Xinyi Liu, xinyi_liu@hcpss.org
​
AP Chinese is a full-year course that covers the equivalent of the fourth semester of a college Chinese course. It includes aural/oral skills, reading comprehension, grammar, and composition. The AP Chinese Language and Culture course is designed to provide students with varied opportunities to further develop their proficiency across the three communicative modes: interpersonal, interpretive, and presentational. It also addresses the five goal areas of communication, culture, connections, comparisons, and communities as outlined in the National Standards for Foreign Language Education.
​
Developing appreciation and awareness of the Chinese cultures is an integral theme throughout the AP Chinese course. The course engages students in an exploration of both contemporary and historical Chinese culture. Course content reflects intellectual interests shared by the students and the teacher, such as careers, teen life, famous people, technology, and social change.
​
Instructional materials include signs, advertisements, posters, video clips, films, news broadcasts, announcements, and written texts adapted from newspapers, magazines, literature, and reports. As some of these materials may be beyond the linguistic grasp of students, their engagement with the materials is scaffolded when necessary to better provide access.

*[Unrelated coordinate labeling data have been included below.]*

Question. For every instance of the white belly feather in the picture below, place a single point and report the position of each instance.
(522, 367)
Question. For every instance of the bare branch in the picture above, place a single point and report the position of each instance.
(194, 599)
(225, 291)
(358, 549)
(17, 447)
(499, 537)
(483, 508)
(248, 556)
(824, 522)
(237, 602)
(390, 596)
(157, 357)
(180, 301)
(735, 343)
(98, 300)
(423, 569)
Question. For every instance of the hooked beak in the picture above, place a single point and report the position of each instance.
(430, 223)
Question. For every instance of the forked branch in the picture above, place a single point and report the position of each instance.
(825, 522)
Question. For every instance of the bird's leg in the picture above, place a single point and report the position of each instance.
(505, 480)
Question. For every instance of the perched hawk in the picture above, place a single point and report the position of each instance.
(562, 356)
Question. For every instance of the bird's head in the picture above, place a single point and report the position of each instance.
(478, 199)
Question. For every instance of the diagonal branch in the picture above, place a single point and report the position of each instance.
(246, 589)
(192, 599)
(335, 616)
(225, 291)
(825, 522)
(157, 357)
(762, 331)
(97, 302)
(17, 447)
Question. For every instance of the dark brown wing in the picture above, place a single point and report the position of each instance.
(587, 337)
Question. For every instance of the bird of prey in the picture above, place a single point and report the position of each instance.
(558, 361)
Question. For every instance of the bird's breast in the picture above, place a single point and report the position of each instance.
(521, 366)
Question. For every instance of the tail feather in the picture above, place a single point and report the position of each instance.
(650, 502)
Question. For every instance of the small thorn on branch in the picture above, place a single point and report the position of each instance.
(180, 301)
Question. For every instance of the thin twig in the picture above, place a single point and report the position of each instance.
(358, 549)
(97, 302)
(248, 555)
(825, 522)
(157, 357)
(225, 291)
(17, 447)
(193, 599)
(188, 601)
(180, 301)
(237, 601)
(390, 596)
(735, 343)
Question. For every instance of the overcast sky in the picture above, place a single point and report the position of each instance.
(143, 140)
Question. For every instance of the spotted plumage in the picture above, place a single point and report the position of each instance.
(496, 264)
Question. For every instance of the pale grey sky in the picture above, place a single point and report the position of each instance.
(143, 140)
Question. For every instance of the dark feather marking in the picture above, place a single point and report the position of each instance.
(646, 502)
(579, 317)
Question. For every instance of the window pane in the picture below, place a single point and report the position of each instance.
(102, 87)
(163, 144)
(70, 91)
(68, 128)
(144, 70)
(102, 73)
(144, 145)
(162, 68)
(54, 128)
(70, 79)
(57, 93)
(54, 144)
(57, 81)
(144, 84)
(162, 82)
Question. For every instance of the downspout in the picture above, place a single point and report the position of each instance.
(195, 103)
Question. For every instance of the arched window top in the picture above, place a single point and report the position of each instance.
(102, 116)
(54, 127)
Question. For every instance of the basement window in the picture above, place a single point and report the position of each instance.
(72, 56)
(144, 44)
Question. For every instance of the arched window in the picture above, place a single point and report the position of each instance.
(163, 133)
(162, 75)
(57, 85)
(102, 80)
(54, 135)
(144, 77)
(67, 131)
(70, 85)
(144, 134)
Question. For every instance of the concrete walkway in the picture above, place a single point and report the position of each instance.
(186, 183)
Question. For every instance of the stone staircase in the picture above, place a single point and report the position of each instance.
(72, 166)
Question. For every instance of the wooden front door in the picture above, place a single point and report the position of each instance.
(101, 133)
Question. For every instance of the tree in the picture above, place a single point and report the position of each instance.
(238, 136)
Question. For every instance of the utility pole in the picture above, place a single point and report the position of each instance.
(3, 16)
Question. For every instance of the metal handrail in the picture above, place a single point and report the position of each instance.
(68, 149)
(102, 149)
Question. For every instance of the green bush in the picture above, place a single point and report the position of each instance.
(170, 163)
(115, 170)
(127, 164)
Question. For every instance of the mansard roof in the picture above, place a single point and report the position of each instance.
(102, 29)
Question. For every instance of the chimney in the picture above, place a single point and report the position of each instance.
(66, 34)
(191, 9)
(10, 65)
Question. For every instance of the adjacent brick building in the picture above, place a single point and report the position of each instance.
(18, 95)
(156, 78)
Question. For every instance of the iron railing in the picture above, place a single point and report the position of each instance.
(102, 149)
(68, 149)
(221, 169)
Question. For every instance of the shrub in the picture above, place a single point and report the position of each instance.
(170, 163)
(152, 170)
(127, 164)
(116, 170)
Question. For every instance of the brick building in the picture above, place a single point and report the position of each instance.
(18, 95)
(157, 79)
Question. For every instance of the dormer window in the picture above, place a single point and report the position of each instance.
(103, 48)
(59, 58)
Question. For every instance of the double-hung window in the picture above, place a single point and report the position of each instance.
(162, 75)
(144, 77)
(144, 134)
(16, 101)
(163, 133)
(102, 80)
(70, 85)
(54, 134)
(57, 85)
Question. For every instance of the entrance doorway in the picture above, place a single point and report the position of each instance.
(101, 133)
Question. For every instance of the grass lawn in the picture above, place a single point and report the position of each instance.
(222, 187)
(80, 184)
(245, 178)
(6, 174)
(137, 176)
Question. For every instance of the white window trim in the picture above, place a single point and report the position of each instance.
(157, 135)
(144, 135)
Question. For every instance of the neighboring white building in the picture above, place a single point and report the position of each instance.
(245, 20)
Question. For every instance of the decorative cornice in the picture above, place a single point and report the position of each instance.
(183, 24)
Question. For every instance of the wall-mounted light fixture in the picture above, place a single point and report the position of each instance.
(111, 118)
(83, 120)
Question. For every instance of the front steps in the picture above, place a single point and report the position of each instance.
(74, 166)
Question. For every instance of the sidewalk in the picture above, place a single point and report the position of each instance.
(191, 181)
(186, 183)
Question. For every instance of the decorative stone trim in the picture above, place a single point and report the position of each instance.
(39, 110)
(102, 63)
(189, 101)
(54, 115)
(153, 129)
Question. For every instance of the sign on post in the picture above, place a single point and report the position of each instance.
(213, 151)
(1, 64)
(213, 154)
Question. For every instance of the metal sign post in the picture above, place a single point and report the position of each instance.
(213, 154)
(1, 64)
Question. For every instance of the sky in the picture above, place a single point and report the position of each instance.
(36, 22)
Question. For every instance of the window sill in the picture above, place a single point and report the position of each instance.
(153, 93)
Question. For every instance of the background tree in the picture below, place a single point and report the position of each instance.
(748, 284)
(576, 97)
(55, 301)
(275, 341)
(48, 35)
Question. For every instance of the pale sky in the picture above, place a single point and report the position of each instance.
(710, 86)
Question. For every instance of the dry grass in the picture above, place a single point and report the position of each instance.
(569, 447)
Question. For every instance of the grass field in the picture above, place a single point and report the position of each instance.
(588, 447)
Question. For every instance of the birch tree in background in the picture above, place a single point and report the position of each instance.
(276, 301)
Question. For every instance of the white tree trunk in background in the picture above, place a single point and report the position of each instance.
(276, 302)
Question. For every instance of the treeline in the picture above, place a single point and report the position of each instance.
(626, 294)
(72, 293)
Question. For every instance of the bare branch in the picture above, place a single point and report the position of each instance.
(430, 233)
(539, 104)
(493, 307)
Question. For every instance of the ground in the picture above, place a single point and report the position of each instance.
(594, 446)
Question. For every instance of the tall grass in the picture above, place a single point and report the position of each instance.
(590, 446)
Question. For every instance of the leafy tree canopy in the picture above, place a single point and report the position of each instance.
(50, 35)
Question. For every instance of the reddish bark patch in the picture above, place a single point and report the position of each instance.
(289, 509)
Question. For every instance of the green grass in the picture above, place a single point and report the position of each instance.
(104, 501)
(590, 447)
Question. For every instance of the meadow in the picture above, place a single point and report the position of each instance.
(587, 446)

The teacher’s delivery of the course in Chinese is similarly scaffolded. Students are encouraged to use Chinese as they engage in the content and language learning strategies.
​
Throughout the course, assessments are frequent, varied, and explicitly linked to the content and skills that comprise the learning goals of each unit of study. The course provides students with maximum exposure to authentic culture and language. Students gain necessary knowledge of the Chinese language including vocabulary, idiomatic expressions, and grammatical structures. Students apply their growing cultural knowledge to communicative tasks in real-life contexts. They also develop the ability to speak and write in a variety of discourse styles, using both keyboarding and handwriting skills, to an audience of listeners and readers.